Sehr positiv anzumerken ist, dass die Gefahr Stoll und seinen Gedanken eine Plattform zu bieten sehr gering ist. Ein paar Unbelehrbare (Mario & Co.) könnten das sicher anders sehen aber neue (ernsthafte) Anhänger dürften Stoll und seine Ideen kaum bei den Lesern gewinnen, vielmehr macht das Ganze einen eher traurigen Eindruck.

Ich finde es auch positiv, dass in der Nachbetrachtung kein blindes Draufschlagen erfolgt, sondern eine differenzierte Betrachtung. Die psychologische Analyse ist, wenn auch kompakt, sehr gut verständlich und auch für völlige Laien wie mich nachvollziehbar formuliert. Ich hätte mir allerdings eine längere Nachbetrachtung gewünscht. Um den Menschen hinter den wahnwitzigen Geschichten, Lügen und Phantasien zu sehen, hätte es ein paar mehr Seiten bedurft. Und auch ein tieferer Einblick in die Psychologie wäre für mich interessant gewesen.

Über den eigentlichen Menschen Stoll erfährt man aber leider nur wenig. Es hätte mich gefreut, wenn dort ein wenig mehr nachgebohrt worden wäre, zum Beispiel, wenn er sich auf seine Familie bezog.

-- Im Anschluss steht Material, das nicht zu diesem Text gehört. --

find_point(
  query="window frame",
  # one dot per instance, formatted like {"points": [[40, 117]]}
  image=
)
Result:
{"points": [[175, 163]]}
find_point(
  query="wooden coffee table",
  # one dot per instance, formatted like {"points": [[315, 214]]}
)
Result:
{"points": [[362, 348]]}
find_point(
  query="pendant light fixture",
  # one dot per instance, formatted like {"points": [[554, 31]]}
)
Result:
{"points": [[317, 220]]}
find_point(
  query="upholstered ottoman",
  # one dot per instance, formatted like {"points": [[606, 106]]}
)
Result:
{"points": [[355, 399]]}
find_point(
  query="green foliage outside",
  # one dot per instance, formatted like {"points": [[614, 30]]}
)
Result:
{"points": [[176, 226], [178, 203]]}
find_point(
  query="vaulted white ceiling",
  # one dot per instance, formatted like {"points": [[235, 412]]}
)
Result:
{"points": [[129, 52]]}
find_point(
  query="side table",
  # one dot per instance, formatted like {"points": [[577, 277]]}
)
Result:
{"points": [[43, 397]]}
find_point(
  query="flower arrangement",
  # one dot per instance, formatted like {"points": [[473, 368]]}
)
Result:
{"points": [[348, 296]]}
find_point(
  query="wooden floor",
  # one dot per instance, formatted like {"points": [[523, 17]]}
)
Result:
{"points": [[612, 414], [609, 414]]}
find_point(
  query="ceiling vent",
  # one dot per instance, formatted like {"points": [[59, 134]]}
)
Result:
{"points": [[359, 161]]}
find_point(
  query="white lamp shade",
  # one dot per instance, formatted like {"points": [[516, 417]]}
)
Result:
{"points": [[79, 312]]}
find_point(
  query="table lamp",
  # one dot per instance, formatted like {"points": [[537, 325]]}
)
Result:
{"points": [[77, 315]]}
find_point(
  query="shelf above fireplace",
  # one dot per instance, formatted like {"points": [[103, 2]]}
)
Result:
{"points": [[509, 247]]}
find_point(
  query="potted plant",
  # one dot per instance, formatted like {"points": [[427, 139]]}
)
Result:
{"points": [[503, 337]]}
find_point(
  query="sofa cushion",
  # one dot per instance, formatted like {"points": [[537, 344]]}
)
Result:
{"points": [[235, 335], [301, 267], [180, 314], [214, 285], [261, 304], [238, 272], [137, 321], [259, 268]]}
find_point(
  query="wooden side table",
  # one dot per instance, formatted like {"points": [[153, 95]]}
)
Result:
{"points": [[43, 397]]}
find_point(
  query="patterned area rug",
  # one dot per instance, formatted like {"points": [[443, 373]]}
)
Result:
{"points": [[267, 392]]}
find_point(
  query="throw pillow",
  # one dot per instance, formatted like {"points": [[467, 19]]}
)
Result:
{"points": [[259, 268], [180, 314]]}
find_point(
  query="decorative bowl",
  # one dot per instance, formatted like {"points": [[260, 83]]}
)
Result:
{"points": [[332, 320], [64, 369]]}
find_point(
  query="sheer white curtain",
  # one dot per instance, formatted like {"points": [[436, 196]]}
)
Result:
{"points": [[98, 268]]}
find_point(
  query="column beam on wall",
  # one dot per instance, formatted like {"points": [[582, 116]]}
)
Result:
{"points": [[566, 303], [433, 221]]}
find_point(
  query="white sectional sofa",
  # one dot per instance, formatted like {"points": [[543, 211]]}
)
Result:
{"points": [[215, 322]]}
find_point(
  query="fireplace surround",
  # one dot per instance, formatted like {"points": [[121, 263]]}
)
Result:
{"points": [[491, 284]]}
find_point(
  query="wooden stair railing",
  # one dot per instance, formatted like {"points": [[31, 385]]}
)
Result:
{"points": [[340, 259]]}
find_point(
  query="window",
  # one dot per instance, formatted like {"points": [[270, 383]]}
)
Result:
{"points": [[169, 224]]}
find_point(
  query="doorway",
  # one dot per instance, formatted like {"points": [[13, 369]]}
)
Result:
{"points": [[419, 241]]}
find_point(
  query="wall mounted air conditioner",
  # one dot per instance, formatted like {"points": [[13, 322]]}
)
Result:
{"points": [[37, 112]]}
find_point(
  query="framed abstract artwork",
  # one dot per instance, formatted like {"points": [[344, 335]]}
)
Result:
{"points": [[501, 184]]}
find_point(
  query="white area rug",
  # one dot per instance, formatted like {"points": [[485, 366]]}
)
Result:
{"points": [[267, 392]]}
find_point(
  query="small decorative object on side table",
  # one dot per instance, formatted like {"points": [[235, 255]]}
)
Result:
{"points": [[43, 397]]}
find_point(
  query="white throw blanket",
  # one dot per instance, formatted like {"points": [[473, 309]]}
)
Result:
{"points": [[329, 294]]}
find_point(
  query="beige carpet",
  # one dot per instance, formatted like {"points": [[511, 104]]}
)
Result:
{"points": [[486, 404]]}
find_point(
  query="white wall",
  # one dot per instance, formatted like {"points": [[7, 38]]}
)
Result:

Ich kann allerdings nicht beurteilen kann, wie sensibel er darauf reagiert hat und dies vielleicht zum Abbruch des Interviews hätte führen können oder ob er nicht ohnehin alles abblockt, was einen tieferen Blick ermöglichen könnte. Wobei sich auch wieder fragt, ob da überhaupt noch etwas ist.

Wer sich für das Internetphänomen Stoll interessiert aber noch nicht allzu viel über ihn weiß, dem kann ich klar eine Kaufempfehlung aussprechen. „Stoll-Kenner“ können auch zugreifen, auch wenn ich hier nicht uneingeschränkt den Kauf empfehlen kann. Es hängt halt mit der Erwartungshaltung zusammen. Erfahre ich neues über Stoll? Im Prinzip nicht, aber das Buch veranschaulicht doch sehr anschaulich die gleichzeitige Begrenztheit und Beliebigkeit, die Stolls Weltbild zugrunde liegt – für mein Dafürhalten in Schriftform mehr als im Youtube-Video, da hier zumindest ein wenig Dialog und kein reiner Monolog stattfindet, auch wenn es „Stoll-bedingt“ manchmal das Abrufen der typischen Phrasen ist.